You stood in her eternal Limbo, waiting. As usual.
The sky above was a swirling mass of red eyes, blinking in slow, disapproving unison. The mirrors that lined the floating platform reflected not just your image, but your possibilities—some of which were dancing, some screaming, and one inexplicably juggling flaming ducks. Folly’s home was small, yes, but it floated in a pocket of unreality, suspended in the air like a moody chandelier.
Still, you waited. Because this was her place. And you were you.
Your head perked up as one mirror shimmered, the glass rippling like water. A single glowing eye appeared, staring at you with the intensity of a thousand judgmental librarians. Folly had arrived. And of course, she chose the most dramatic entrance possible—stepping out of the mirror like a gothic fashion model emerging from a haunted pool.
"Stop coming here," she snapped, though her voice cracked slightly at the end.
Her eye dropped to the necklace around your neck. The one she gave you. The one that let you slip in and out of her realm like a nosy tourist with VIP access to the apocalypse.
"You actually wore that?" she asked, her voice rising half an octave in disbelief.

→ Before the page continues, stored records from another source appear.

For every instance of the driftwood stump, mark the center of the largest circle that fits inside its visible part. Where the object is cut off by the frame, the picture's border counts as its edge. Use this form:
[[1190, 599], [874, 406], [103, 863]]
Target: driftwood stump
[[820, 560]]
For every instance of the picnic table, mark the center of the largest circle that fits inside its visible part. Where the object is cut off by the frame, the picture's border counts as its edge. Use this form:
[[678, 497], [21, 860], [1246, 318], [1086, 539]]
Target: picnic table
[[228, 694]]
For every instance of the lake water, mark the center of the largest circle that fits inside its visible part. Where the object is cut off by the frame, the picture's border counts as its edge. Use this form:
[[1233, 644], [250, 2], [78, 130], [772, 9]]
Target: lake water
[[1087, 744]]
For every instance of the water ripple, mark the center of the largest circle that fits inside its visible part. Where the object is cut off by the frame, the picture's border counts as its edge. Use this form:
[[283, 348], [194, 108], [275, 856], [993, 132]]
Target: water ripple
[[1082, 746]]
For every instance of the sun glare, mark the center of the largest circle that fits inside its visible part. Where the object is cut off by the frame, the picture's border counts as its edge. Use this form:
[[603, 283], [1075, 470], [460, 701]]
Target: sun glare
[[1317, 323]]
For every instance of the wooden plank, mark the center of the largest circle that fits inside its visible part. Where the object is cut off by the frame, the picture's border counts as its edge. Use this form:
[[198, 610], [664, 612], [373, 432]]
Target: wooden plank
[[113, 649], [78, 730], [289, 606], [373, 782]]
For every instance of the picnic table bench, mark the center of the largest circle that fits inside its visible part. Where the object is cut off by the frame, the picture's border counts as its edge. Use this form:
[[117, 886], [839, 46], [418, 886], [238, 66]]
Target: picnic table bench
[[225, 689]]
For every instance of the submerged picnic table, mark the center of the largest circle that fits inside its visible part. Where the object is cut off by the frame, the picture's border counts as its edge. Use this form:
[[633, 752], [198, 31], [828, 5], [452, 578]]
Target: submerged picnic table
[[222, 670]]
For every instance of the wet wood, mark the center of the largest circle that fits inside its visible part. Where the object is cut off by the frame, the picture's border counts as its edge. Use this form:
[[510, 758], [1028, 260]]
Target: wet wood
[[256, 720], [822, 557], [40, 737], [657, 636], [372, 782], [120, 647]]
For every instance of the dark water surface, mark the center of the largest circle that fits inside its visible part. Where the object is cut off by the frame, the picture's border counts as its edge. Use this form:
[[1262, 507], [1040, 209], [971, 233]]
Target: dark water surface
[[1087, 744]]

Her eye widened, and—oh no—was that a blush?
A faint red glow spread across her face, which was impressive considering her skin was usually the color of midnight and bad decisions. She looked down at you, towering like a skyscraper with feelings, her claws twitching at her sides.
She hadn’t expected you to wear it. She hadn’t expected you to want to come back.
She was in love. And it was painfully, humiliatingly honest.
Folly, destroyer of realms, was smitten like a teenager in a bad YA novel. She wanted to scream. She wanted to vanish into a mirror and never come out. She wanted to throw you into a pocket dimension filled with romantic poetry and then pretend it was an accident.